Moved away. Gordon Hamm?
Dead
In the war.
O the Book
Of the Dead, and the dead, bright sun on the page
Where the team stands ready to go explode
In all directions with Time. Did you say you see Charlie
Gates every now and then?
Seems to me.
Where?
He may be out yonder at the Gulf Station between here and Sandy
Springs.
Let me go pull my car out
Of the parking lot in back
Of Wender and Roberts’ Do I need gas?
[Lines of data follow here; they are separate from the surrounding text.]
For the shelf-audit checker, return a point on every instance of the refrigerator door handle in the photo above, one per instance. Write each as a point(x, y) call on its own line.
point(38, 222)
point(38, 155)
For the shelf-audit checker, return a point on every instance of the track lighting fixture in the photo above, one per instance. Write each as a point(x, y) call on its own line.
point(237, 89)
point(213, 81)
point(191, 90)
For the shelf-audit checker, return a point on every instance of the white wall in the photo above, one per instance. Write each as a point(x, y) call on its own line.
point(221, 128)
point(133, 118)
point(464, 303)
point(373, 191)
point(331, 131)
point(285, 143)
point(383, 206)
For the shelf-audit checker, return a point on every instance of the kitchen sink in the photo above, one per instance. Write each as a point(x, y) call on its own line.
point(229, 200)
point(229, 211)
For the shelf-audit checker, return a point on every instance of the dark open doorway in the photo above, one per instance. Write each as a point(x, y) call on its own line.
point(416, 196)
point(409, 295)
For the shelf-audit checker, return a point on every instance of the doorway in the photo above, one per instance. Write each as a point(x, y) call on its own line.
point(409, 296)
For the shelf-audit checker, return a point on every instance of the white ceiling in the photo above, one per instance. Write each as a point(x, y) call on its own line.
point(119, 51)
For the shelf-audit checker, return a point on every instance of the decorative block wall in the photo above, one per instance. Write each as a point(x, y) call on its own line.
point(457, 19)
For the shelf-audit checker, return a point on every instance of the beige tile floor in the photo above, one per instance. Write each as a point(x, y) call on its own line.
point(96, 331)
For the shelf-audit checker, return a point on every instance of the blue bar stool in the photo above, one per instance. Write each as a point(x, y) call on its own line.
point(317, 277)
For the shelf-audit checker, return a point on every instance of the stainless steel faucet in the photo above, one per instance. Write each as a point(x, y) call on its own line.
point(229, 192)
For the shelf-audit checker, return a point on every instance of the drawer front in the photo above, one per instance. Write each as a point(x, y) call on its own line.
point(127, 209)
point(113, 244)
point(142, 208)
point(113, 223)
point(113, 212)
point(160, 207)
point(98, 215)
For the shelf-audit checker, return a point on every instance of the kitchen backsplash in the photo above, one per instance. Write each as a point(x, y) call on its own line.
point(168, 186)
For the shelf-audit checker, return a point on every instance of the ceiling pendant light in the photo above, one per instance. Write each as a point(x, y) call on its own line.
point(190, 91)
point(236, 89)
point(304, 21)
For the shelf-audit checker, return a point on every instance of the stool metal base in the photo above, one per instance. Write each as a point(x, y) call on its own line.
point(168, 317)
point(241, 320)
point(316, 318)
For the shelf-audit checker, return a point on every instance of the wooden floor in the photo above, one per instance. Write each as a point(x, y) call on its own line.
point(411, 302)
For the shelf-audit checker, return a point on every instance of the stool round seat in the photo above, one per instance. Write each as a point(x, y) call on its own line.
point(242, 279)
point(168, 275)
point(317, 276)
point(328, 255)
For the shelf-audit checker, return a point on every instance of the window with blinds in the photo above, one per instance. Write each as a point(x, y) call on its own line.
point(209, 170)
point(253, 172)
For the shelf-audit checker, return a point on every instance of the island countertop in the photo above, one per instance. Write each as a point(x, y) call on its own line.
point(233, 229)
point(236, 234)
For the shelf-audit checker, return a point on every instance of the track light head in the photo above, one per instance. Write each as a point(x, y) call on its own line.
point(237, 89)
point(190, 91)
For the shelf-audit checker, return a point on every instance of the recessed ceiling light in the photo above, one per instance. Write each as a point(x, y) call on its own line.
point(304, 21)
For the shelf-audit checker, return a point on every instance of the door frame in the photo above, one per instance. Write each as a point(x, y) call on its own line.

No; let me drive around the block
Let me drive around Buckhead
A few dozen times turning turning in my foreign
Car till the town spins whirls till the chrome vanishes
From Wender and Roberts’ the spittoons are remade
From the sun itself the dead pages flutter, the hearts rise up, that lie
In the ground, and Bobby Laster’s backbreaking fingers
Pick up a cue stick Tommy Nichols and I rack the balls
And Charlie gates walks into tyree’s un-
Imaginable toilet.
I go north
Now, and I can use fifty
Cents worth of gas.
It is Gulf. I pull in, and praise the Lord, Charlie
Gates comes out. His blue shirt dazzles
Like a baton pass. He squints, he looks at me
Through the goal line. Charlie, Charlie, we have won away from
We have won at home
In the last minute. Can you see me? You say
What I say: Where in God
Almighty have you been all this time? I don’t know,
Charlie, I don’t know. But I’ve come to tell you a secret
That has to be put into code. Understand what I mean when I say
To the one man who came back alive
From the Book of the Dead to the bravest man
In Buckhead to the lime-eyed ghost
Blue-wavering in the fumes
Of good Gulf gas, “Fill ‘er up.”
With wine? Light? Heart-attack blood? The contents of Tyree’s toilets?
The beer
Of teen-age sons? No; just
“Fill ‘er up. Fill ‘er up, Charlie.”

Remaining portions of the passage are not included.